Speaking of the Jazz, we’re leaving their former big man out as well. Rudy Gobert is the presumptive Defensive Player of the Year. He’s playing on a championship contender whose identity revolves largely around its defense. But this isn’t Utah. The Timberwolves still play great defense when he rests (thank you Edwards, Jaden McDaniels, Nickeil Alexander-Walker and yes, even Karl-Anthony Towns). He’s traded a few too many dunks for uglier hooks and lower-percentage looks and it’s hurt him offensively. Gobert is having an All-Star-caliber season in a conference with too many All-Stars, so he’s out.
And then there’s James Harden. You could make a compelling case that he, not George, is the second-most important Clipper. He’s unlocked the entire offense and turned Ivica Zubac into a pick-and-roll monster. Saying he’s sacrificed to fit in there would be an understatement. He currently ranks 95th in the NBA in field goal attempts. He’s taking catch-and-shoot 3’s! He hasn’t torpedoed the defense! We’re splitting hairs here, but like Markkanen, we’ve got a bit of “the entire season counts” syndrome going on here. Harden told us he’d need 10 games to get going, and that was largely true. He was unimpressive in his first 11 Clipper games, but was off to the races from there. He might finish the season having had one of the 12 best seasons in the West, but that early stretch represents too great a portion of the overall season to date to sneak him in now.

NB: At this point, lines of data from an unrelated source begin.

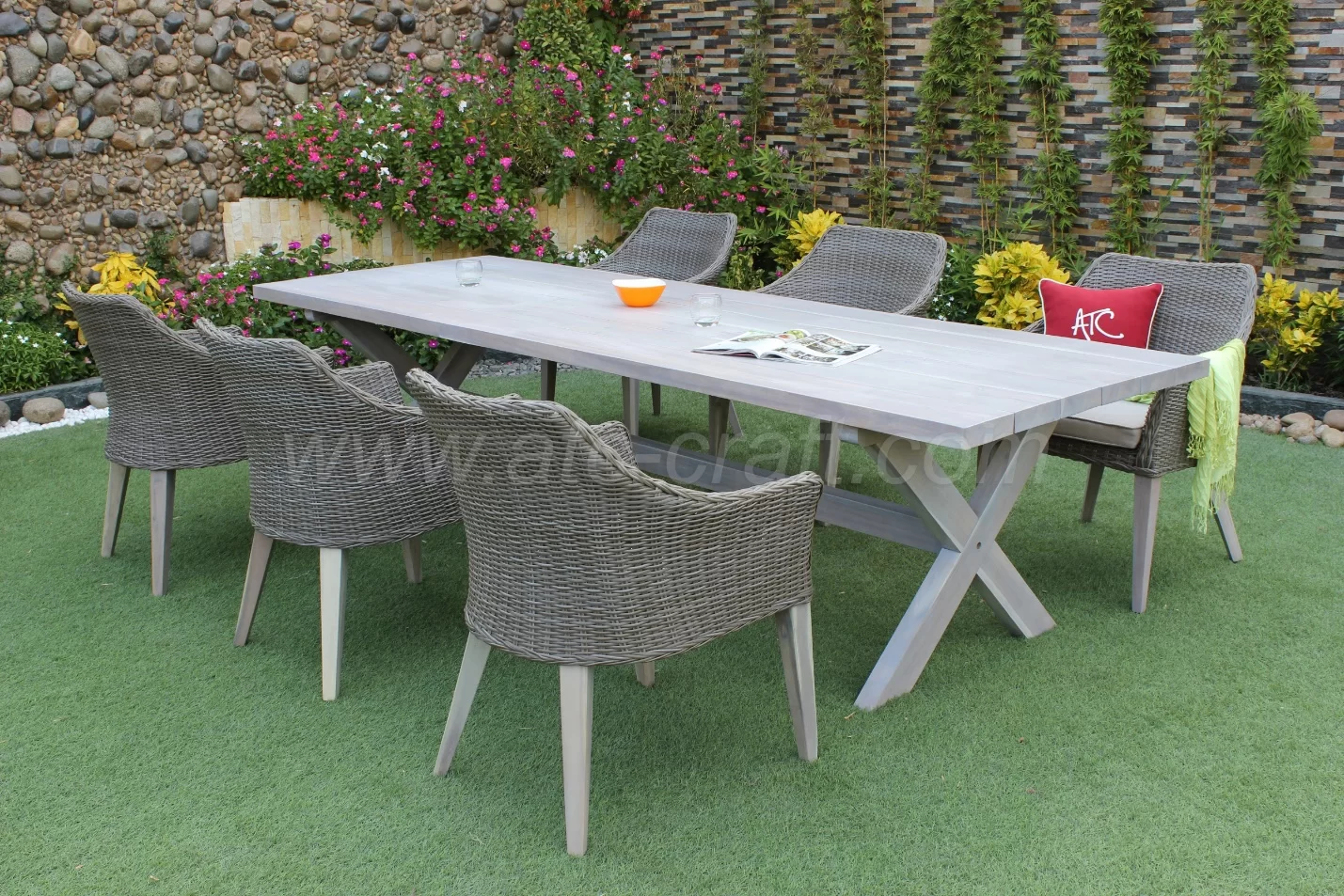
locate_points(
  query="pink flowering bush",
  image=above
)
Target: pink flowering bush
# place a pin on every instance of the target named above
(223, 294)
(459, 156)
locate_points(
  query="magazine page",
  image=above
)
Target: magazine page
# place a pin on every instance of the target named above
(754, 343)
(823, 348)
(792, 345)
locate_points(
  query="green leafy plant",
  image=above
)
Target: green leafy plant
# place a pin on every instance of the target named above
(1054, 178)
(1210, 85)
(865, 34)
(1008, 282)
(1131, 54)
(33, 356)
(1288, 334)
(162, 257)
(983, 102)
(964, 50)
(957, 298)
(757, 59)
(814, 91)
(945, 62)
(1289, 121)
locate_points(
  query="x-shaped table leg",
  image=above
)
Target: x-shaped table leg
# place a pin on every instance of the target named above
(373, 343)
(968, 531)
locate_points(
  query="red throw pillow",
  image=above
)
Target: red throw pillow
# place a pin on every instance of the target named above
(1115, 316)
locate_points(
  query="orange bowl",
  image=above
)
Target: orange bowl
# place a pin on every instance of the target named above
(640, 291)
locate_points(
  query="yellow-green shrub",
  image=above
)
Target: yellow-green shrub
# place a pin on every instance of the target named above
(1009, 281)
(1288, 332)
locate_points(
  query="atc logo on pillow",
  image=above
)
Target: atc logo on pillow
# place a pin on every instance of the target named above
(1115, 316)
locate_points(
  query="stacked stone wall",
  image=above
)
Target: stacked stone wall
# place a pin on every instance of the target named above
(122, 118)
(715, 30)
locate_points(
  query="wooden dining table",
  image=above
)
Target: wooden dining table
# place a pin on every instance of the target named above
(933, 385)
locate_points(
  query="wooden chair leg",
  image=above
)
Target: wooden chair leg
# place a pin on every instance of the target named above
(411, 555)
(468, 677)
(719, 426)
(630, 404)
(1224, 514)
(644, 673)
(793, 627)
(257, 563)
(334, 564)
(1146, 495)
(548, 381)
(118, 477)
(577, 752)
(1094, 473)
(828, 451)
(162, 486)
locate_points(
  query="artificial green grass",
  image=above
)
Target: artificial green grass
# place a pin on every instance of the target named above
(1191, 749)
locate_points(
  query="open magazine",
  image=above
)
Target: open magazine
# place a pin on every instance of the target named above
(792, 345)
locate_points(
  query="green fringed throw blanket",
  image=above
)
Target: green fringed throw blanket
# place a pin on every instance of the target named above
(1214, 406)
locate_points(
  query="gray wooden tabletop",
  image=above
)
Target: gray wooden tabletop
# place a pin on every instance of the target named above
(933, 382)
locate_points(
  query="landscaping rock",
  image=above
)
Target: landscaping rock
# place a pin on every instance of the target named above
(43, 410)
(12, 24)
(62, 259)
(24, 65)
(202, 244)
(19, 253)
(1300, 429)
(1297, 417)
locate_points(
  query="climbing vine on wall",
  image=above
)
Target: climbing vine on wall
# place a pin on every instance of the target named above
(1052, 179)
(757, 61)
(962, 59)
(1130, 59)
(1289, 121)
(865, 33)
(943, 63)
(983, 102)
(814, 91)
(1210, 85)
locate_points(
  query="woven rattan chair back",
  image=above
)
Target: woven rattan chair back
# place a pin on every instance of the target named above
(874, 268)
(578, 558)
(1203, 306)
(329, 464)
(168, 409)
(676, 244)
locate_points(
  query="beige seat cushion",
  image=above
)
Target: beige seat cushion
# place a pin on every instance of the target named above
(1118, 425)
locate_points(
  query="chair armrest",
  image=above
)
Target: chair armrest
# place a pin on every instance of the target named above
(1162, 447)
(617, 438)
(375, 378)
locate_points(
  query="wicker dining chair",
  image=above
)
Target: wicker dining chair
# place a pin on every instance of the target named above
(871, 268)
(168, 411)
(1203, 307)
(668, 244)
(579, 559)
(336, 461)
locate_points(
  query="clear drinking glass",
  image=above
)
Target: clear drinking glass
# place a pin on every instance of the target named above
(707, 307)
(468, 272)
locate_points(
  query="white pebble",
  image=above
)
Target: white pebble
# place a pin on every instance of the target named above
(80, 416)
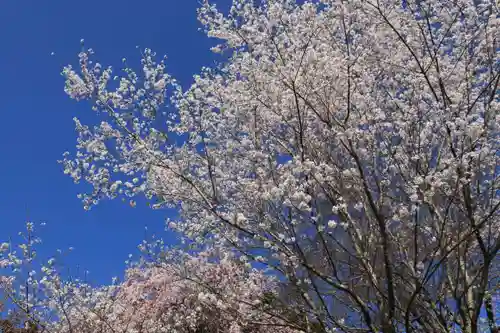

The first of our two final choices is Stephen Curry. His scoring is down 2.7 points compared to last season. He’s shooting the second-lowest 3-point percentage of his career in a healthy season, his lowest 2-point field goal percentage since his 2011 sophomore season, and averaging his fewest assists ever. Curry, once the on-off splits king of basketball, has watched the Warriors play five points per 100 possessions better with him on the bench. Only here’s the thing… this is Stephen Curry we’re talking about. This might be the worst season of his career, but the worst season of Stephen Curry’s career is better than the best season almost anyone else will ever see. He still leads the NBA in 3-pointers made per game by a mile. He’s averaging nine more points per game than any of his teammates. It’s not his fault the Warriors have crumbled around him. If anything, he’s the only reason they aren’t the worst team in the NBA.
De’Aaron Fox knows what it’s like to play for that kind of team, but if he keeps playing at his current level, he never will again. He’s lost a fair bit of efficiency inside of the arc, but traded it for the 3-point shooting he’s always lacked. The result has been a complete inability for opposing defenders to guard him. How are you supposed to stay between the NBA’s fastest guard and the basket if you can’t go under screens anymore? He’ll never be an elite defender, but he’s become a very active one. Only Gilgeous-Alexander is deflecting more shots per game, for instance, and that has translated to an impressive 1.6 steals per night. For all of the talk of Sacramento underperforming, that’s mostly a function of seed. The Kings are 21-15 in games Fox plays, a 48-win pace over the full season. That’s exactly how many games they won last season, but they were a No. 3 seed instead of No. 7 because the conference is deeper. If there was any question about his All-Star leap last season, they should be erased. Fox is here to stay.